I too have wondered this in the past, and an official explanation has been completely lacking in my research! However, the closest I've found is the suggestion that it's for drainage. The following link of a podcast transcription states the following:
Richard Merritt, a landing support manager with United Space Alliance, says Florida's marshy terrain is the main reason it took nearly a decade to move from one coast to another.
Richard Merritt/Landing Support Manager: We were still a research and development type of aircraft/spacecraft. They just weren't comfortable with the target here. If you look from above and looking on the runway, each side has a lot of water. So, if you didn't make the runway here, you'd be talking to the alligators.
They go on to talk about how it was easier to land on a dry desert (another landing site) because you didn't have to worry about that - so I think that hints that the canal was probably constructed for drainage purposes to keep the runway from being swamped.
There are other theories that have been put forward, but none seem plausible to me:
- The most popular seems to be water needed if a fire should break out - but digging a water filled trench all the way around the runway is an incredibly archaic way to do this, especially when multiple fire hydrants would have been far cheaper to construct and this facility is only found at this runway! In addition, since the shuttle isn't carrying much fuel at all on landing, the chance of a massive fire requiring this much water is rather low.
- Again, security is another theory, but NASA doesn't use this approach anywhere else, and again it's incredibly archaic - we have much better, and cheaper ways of securing facilities these days.

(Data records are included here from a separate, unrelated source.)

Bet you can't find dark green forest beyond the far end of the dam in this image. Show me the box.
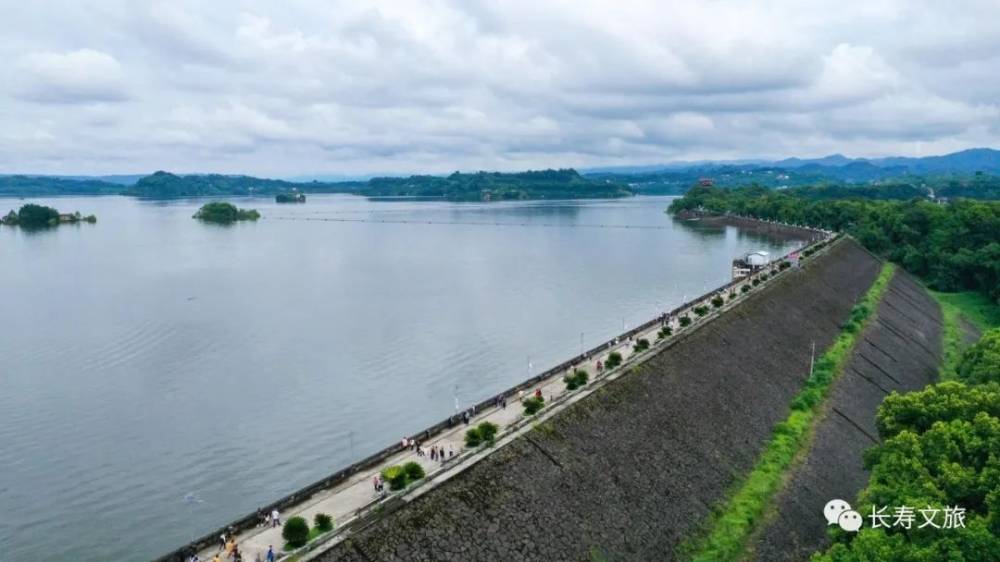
[670,187,1000,301]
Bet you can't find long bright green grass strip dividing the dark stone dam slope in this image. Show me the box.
[680,263,895,561]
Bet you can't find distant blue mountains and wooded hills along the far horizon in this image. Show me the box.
[0,148,1000,200]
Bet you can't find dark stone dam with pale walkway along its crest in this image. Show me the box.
[161,230,940,562]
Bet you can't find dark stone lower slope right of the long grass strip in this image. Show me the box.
[754,270,942,561]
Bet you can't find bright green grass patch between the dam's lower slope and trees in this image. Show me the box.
[927,290,1000,380]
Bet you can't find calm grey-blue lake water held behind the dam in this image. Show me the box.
[0,191,798,562]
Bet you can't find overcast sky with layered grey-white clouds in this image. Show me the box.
[0,0,1000,177]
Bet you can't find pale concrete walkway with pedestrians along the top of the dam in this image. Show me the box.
[189,252,812,562]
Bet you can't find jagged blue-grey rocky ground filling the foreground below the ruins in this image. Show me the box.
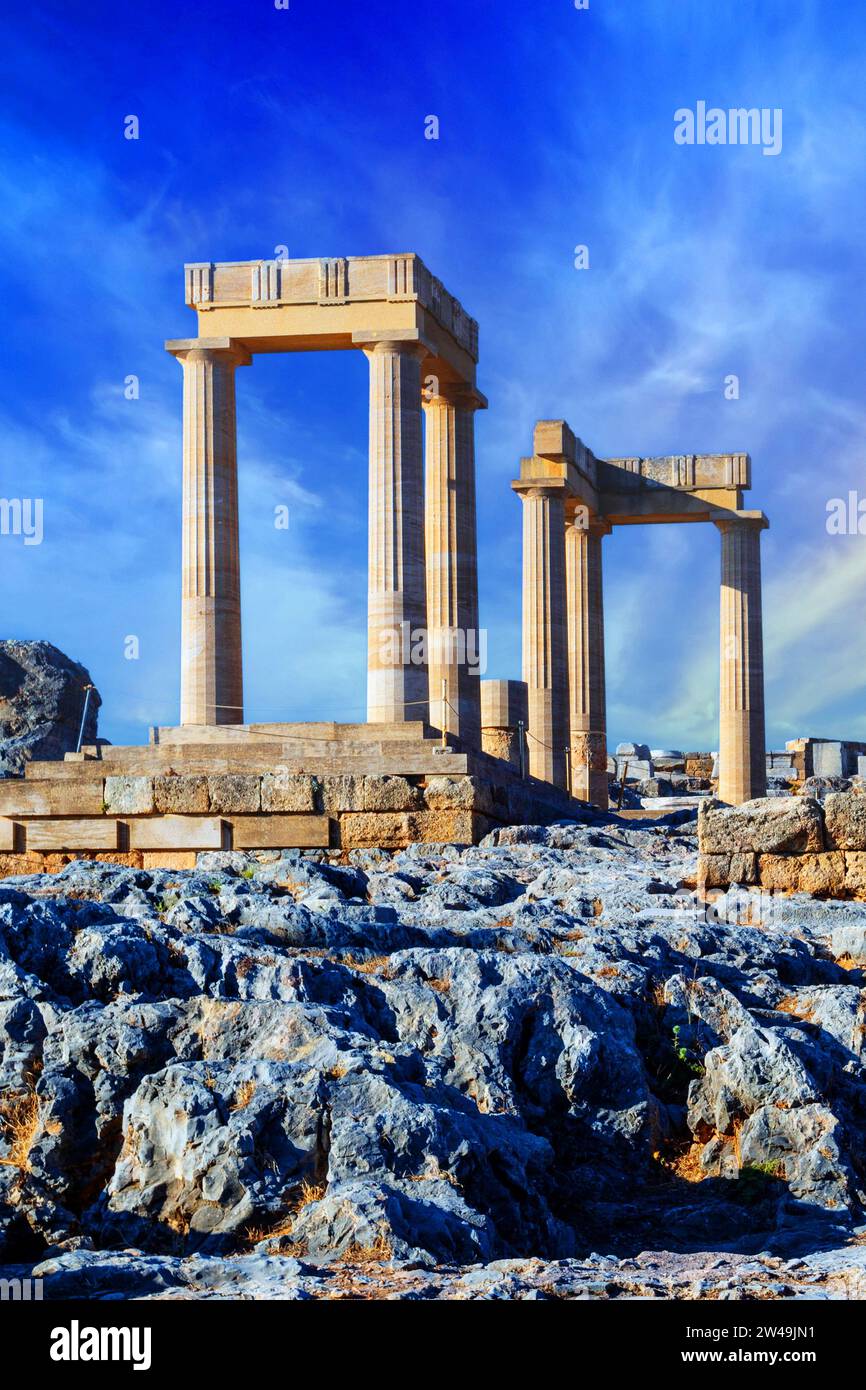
[0,816,866,1300]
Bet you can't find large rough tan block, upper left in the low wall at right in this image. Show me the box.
[698,796,824,855]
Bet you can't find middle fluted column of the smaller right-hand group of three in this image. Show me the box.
[566,509,610,810]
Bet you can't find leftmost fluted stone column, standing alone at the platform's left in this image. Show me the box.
[167,338,250,724]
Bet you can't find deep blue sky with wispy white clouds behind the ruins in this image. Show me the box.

- Material needed to level the runway is another theory, but if this was the only reason then it would have likely all come from one big hole rather than digging a neat trench around the runway.
- If it was needed to catch debris that might blow onto the runway, then we'd see structures with similar purposes in other locations, which we don't. If this was the case, then a simple reinforced fence would have done the job arguably more effectively for a fraction of the cost.